Stable limit laws for randomly biased walks on supercritical trees
Alan Hammond

TL;DR
This paper studies a random walk on a supercritical Galton-Watson tree with randomly assigned edge biases, establishing conditions for sub-ballistic behavior and proving a stable limit law for the walk's scaled displacement.
Contribution
It introduces a model with random edge biases, derives the sub-ballistic regime, and proves a stable limit law for the walk's displacement, highlighting the role of randomness in bias.
Findings
Identifies conditions for sub-ballistic behavior.
Derives a formula for the exponent gamma.

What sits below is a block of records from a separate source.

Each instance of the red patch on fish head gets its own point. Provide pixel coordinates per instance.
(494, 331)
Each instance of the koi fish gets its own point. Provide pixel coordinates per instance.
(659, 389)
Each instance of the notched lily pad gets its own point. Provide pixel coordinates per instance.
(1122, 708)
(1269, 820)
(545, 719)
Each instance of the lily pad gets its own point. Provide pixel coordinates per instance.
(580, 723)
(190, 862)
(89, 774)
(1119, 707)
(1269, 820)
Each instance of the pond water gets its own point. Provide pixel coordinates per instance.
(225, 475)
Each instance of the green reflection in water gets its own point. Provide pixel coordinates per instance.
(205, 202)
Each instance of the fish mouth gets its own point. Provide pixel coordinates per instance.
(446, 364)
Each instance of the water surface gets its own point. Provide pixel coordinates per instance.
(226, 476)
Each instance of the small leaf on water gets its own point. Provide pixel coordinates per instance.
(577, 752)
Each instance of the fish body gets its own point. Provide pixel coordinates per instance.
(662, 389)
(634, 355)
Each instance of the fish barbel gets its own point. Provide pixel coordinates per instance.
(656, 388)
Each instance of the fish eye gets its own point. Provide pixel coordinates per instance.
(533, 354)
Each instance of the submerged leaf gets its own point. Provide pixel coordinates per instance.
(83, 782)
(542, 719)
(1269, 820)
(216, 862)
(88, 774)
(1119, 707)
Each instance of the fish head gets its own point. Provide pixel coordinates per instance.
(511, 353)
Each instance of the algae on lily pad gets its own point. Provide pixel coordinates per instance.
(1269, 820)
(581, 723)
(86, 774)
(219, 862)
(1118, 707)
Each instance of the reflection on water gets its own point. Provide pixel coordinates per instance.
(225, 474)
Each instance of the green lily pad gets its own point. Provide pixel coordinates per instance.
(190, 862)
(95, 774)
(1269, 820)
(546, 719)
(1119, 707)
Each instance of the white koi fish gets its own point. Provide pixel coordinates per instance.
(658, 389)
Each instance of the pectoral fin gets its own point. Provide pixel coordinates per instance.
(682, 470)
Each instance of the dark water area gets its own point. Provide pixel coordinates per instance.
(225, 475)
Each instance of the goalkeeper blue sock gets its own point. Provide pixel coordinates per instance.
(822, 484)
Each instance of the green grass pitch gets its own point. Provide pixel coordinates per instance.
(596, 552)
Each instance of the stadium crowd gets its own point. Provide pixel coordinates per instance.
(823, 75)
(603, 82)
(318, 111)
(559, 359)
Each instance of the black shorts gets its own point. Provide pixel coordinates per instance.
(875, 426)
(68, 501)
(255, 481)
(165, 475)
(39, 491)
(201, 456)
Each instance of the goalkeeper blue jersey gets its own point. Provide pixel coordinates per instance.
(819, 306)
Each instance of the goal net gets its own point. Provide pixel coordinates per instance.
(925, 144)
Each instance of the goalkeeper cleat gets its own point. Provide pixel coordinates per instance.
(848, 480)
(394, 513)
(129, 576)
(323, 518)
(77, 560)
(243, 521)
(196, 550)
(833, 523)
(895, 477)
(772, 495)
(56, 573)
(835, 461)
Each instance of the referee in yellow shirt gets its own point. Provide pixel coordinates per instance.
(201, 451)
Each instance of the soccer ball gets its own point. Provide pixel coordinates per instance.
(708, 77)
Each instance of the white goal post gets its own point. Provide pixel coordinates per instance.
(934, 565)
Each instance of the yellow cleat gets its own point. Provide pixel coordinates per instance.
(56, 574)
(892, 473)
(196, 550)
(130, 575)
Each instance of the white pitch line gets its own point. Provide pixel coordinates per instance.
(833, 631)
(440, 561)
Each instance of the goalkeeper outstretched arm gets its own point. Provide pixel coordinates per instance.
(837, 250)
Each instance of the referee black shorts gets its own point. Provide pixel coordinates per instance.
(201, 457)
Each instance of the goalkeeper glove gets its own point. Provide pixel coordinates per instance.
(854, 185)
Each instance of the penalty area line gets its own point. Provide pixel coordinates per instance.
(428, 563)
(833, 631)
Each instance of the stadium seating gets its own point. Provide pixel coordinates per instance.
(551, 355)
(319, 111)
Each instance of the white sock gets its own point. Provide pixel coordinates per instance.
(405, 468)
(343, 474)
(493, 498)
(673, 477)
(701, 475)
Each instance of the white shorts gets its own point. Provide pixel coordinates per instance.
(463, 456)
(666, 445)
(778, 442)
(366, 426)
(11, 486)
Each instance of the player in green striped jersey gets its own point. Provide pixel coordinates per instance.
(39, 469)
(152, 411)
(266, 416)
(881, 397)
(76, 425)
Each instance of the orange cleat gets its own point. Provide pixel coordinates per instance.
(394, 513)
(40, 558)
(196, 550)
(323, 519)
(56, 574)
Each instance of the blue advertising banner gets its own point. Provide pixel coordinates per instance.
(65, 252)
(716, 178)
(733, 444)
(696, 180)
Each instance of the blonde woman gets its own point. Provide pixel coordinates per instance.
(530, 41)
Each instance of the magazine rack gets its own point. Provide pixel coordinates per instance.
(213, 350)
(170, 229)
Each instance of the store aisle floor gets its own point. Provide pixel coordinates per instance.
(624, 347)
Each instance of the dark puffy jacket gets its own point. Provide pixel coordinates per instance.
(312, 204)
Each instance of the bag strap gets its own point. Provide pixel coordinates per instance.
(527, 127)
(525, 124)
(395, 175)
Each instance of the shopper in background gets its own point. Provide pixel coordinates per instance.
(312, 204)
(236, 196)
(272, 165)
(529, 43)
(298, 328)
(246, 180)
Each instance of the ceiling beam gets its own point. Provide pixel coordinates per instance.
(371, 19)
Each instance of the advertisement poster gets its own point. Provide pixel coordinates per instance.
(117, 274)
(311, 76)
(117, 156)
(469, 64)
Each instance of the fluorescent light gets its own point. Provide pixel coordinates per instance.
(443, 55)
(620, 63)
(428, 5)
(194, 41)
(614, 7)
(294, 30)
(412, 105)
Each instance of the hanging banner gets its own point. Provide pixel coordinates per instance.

Proves convergence to a stable law for scaled displacement.
Abstract
We consider a random walk on a supercritical Galton-Watson tree with leaves, where the transition probabilities of the walk are determined by biases that are randomly assigned to the edges of the tree. The biases are chosen independently on distinct edges, each one according to a given law that satisfies a logarithmic non-lattice condition. We determine the condition under which the walk is sub-ballistic, and, in the sub-ballistic regime, we find a formula for the exponent gamma (which is positive but less than one) such that the distance | X_n | moved by the walk in time n is of the order of n^gamma. We prove a stable limiting law for walker distance at late time, proving that the rescaled walk n^{-gamma} | X_n | converges in distribution to an explicitly identified function of the stable law of index gamma. This paper is a counterpart to [4], in which it is proved that, in the model…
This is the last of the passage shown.